MELROSE — A 101-year-old woman lost her life in a single alarm fire on Grove Street Wednesday afternoon.

The woman’s body was found by firefighters as they conducted a search in the kitchen of a first floor apartment at the multi-family dwelling at 85 Grove St. That is believed to be the area where the fire began. Officials did not release the victim’s name this morning.

She was the only one in the house at the time of the fire.

The Fire Department received several calls around 3:50 p.m. reporting a fire in the home along the heavily traveled Grove Street near the Walnut Street intersection.

Off-duty firefighters who happened by around that time quickly sprang into action. They both realized the smoke and heat were too intense to enter, so one of them — a Melrose resident who works in Everett — banged on doors trying to alert those inside that the 2 1/2 wood frame house was on fire. The other, a Somerville firefighter, grabbed a garden hose and ran it through a window at the back of the first floor of the home, putting flames into the apartment’s kitchen and significantly slowing the advancement of the fire to other rooms.

A Fire Department spokesman lauded their efforts.

The crew on Engine 3 was the first to arrive at the scene, and firefighters under the command of Lt. Derry Madden ran a line through a rear door into the first floor unit’s kitchen. The department’s rescue crew worked in tandem with the Engine 3 crew, attacking the fire and conducting a search.
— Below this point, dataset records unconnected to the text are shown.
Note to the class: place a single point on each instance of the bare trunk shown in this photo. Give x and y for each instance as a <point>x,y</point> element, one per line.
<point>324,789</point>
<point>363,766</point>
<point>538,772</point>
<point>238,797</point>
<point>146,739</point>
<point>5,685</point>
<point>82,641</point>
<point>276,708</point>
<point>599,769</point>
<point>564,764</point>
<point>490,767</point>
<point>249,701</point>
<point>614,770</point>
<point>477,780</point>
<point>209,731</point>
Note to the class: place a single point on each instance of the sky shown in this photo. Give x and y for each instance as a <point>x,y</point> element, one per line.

Engine 2 arrived and set up a supply line from a hydrant to Engine 3 so it would have a steady supply of water.

“This entire group executed an aggressive fire fight perfectly and very professionally,” said Capt. Ed Collins. “Unfortunately, there was a life lost here which we must always keep in mind. But the damage to the structure could have been much, much worse if it weren’t for the department’s quick response, the time of day playing a role in the early detection of the flames and smoke, and the very aggressive nature used to fight the fire.”

The crew of Engine 2 conducted a search and put water down on the second floor to prevent an fire spread, and a Malden engine crew did the same on the third floor.
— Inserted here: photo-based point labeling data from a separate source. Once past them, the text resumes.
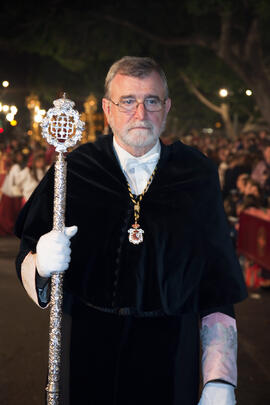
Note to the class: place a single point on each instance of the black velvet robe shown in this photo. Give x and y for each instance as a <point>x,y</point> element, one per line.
<point>185,265</point>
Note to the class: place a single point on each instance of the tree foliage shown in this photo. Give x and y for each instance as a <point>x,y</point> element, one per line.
<point>217,43</point>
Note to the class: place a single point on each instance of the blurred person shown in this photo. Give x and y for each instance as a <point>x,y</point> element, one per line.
<point>238,163</point>
<point>11,199</point>
<point>28,178</point>
<point>253,197</point>
<point>262,169</point>
<point>222,155</point>
<point>132,303</point>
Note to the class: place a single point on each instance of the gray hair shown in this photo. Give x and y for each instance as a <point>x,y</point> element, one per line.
<point>135,66</point>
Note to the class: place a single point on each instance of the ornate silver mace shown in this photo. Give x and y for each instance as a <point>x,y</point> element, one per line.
<point>62,128</point>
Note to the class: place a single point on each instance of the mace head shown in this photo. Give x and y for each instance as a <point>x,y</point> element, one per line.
<point>62,126</point>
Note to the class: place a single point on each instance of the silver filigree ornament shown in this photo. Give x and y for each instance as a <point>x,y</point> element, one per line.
<point>62,126</point>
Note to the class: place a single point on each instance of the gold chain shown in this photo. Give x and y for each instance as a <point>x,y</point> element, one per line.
<point>137,202</point>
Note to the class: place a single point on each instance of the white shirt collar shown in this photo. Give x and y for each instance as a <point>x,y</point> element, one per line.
<point>123,155</point>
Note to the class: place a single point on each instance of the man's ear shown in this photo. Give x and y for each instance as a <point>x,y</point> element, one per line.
<point>106,106</point>
<point>168,105</point>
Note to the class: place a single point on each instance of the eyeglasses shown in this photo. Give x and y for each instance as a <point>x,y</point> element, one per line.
<point>130,104</point>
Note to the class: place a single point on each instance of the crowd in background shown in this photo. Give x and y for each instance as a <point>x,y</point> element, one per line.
<point>244,172</point>
<point>22,166</point>
<point>243,167</point>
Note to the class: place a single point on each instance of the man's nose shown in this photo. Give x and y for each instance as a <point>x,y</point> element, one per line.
<point>140,112</point>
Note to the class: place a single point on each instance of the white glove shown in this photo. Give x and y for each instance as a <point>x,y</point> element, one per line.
<point>53,251</point>
<point>217,394</point>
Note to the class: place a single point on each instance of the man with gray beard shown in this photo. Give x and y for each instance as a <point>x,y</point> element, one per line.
<point>149,259</point>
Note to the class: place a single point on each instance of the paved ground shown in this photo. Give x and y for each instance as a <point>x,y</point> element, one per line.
<point>24,331</point>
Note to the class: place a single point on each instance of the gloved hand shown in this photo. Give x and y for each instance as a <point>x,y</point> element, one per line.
<point>53,251</point>
<point>216,393</point>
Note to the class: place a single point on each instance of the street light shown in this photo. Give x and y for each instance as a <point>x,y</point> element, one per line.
<point>10,117</point>
<point>223,93</point>
<point>14,109</point>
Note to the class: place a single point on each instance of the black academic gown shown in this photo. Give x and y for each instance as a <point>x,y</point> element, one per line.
<point>131,312</point>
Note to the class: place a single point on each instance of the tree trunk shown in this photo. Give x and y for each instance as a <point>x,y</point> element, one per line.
<point>227,121</point>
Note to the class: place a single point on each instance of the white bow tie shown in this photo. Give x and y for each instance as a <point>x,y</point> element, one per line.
<point>132,163</point>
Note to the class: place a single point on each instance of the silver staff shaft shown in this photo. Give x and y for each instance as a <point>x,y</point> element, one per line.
<point>55,328</point>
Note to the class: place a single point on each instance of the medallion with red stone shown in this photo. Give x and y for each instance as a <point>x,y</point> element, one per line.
<point>135,234</point>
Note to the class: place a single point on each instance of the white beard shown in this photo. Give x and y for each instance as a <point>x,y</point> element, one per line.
<point>137,137</point>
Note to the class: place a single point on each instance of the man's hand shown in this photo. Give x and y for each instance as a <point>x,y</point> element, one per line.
<point>217,394</point>
<point>53,251</point>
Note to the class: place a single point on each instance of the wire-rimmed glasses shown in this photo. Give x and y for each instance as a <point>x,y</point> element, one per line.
<point>130,104</point>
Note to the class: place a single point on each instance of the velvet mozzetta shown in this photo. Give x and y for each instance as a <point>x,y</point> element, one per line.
<point>186,263</point>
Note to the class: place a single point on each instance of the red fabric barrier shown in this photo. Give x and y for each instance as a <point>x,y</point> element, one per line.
<point>254,236</point>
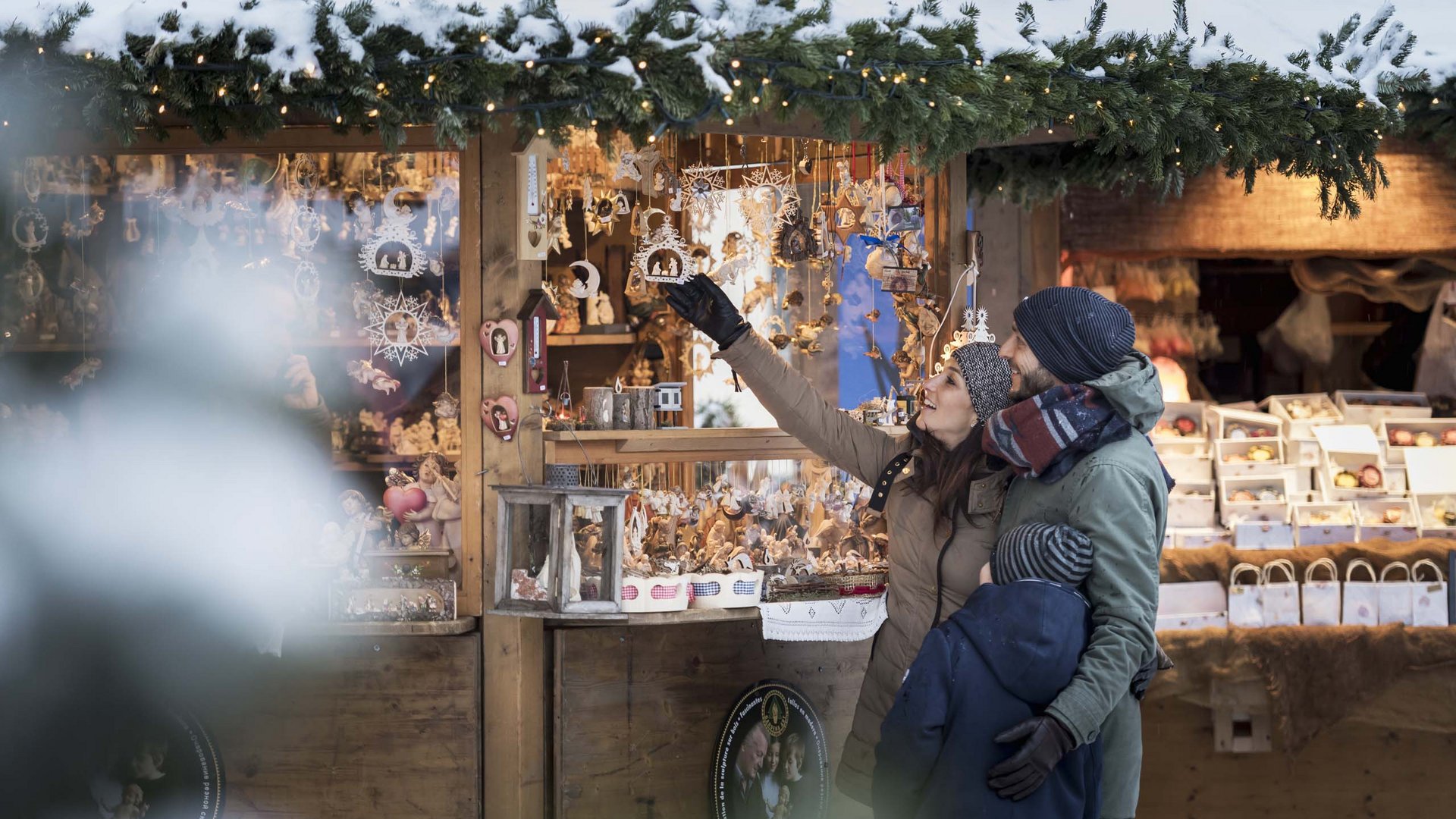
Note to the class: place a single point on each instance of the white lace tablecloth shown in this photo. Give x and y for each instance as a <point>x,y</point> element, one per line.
<point>846,620</point>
Damage was estimated at $150,000. The apartment where investigators believe the fire started received the brunt of the damage, especially to the electrical system there.

Fire Chief Chris Leary ordered all utilities to cut service to the house and it could be several months before other tenants are allowed back in.

The all clear was given around 6 p.m. Capt. John White, Police Sgt. Paul McNamara and representatives from the state Fire Marshal’s office investigated and cleared the scene around 8:30 p.m. The cause of the fire is undetermined at this time.

A fire watch stood by until about 12:30 a.m. Thursday.